Lantas bagaimana cara menyelidiki dan membuktikan suara letusan gunung api yang dilakukan ketika gunung Tambora meletus kali pertama pada tanggal 5 April 1815, tetapi tidak seorang pun mengetahuinya? Ini jelas suatu pertanyaan menarik. Ketika suara letusan itu terdengar di Makassar, suatu ekspedisi segera dikirim ke selatan untuk meninjaunya. Bagaimana ekspedisi ini bekerja, siapa yang memimpin ekspedisi dan bagaimana membuktikan bahwa suara letusan itu benar-benar berasal dari gunung Tambora adalah suatu pertanyaan yang menarik untuk diketahui. Artikel ini akan mendeskripsikannya berdasarkan laporan yang dimuat surat kabar Java government gazette edisi 20-05-1815.

Di Makassar, Suara Letusan Terdengar 5 April 1815

Seperti di tempat lain, di Makassar juga heboh dengan suara letusan yang besar. Suara letusan terdengar di Makassar tanggal 5 April yang diduga berasal dari selatan. Suara itu berlanjut dengan jeda sepanjang sore. Menjelang matahari terbenam, suara itu serasa makin dekat, dan terdengar seperti senjata berat. Inilah awal mula suara letusan terdengar di Makassar sebagaimana ditulis seseorang yang dimuat pada surat kabar Java government gazette, 20-05-1815.

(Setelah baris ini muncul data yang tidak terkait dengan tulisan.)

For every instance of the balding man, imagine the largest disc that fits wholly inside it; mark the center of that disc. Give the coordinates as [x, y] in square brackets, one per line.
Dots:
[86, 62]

Siapa seseorang tersebut tidak diketahui namanya. Dia adalah seorang yang diminta oleh Asisten Residen Owen Philips kemudian untuk memimpin ekspedisi untuk menyelidiki ke lokasi asal letusan.

Saya meminta orang pergi ke kapal ke atas tiang untuk melihat kilatan. Setelah pagi hari saya (pemimpin itu) mulai menyadari dan menimbang untuk melakukan peninjauan ke arah selatan untuk memastikan penyebabnya. Pagi itu sangat gelap dan semakin gelap di arah selatan dan tenggara. Angin bertiup dan dari Timur. Saya mengirim sebuah kapal untuk berlayar ke selatan mendapatkan informasi apa pun yang dia bisa harus berikan, ketika dia datang dari seperempat tempat dari mana tembakan telah terdengar.

Di tengah perjalanan tampak sebuah perahu besar muncul dari horizon selatan. Sulit menduga perahu besar itu apakah milik pedagang atau kapal para bajak laut.

Saya mengirim petugas untuk mendekati perahu tersebut untuk memastikan  apa yang terjadi. Perahu tersebut diketahui berasal dari Saleyer. Pemilik perahu, seorang Belanda, berpendapat bahwa dia telah mendengar suara penembakan malam itu, dua hari sebelum keberangkatannya dari Saleyer, sekitar tanggal 4 atau 3. Dia mengatakan terdengar sebuah penembakan dengan keras di selatan pulau (Seleyer). Informasi dari Belanda ini mengindikasikan sudah ada letusan sebelum tanggal 5 tetapi tidak sampai terdengar di Makassar. Namun tidak dijelaskan pada tanggal berapa pertemuan di laut antara pelaut Inggris, Chaloupe dengan pedagang Belanda yang dari Selayar.

Selayar adalah sebuah pulau paling besar di selatan (pulau) Sulawesi, suatu tempat yang cukup dekat dengan sumber letusan. Sejak 1811 Hindia Timur dikuasai oleh Inggris, namun hanya terkonsentrasi di Jawa. Di luar Jawa yang hanya terbatas di Palembang, Bandjarmasing dan Makassar, belum ada pemerintahan.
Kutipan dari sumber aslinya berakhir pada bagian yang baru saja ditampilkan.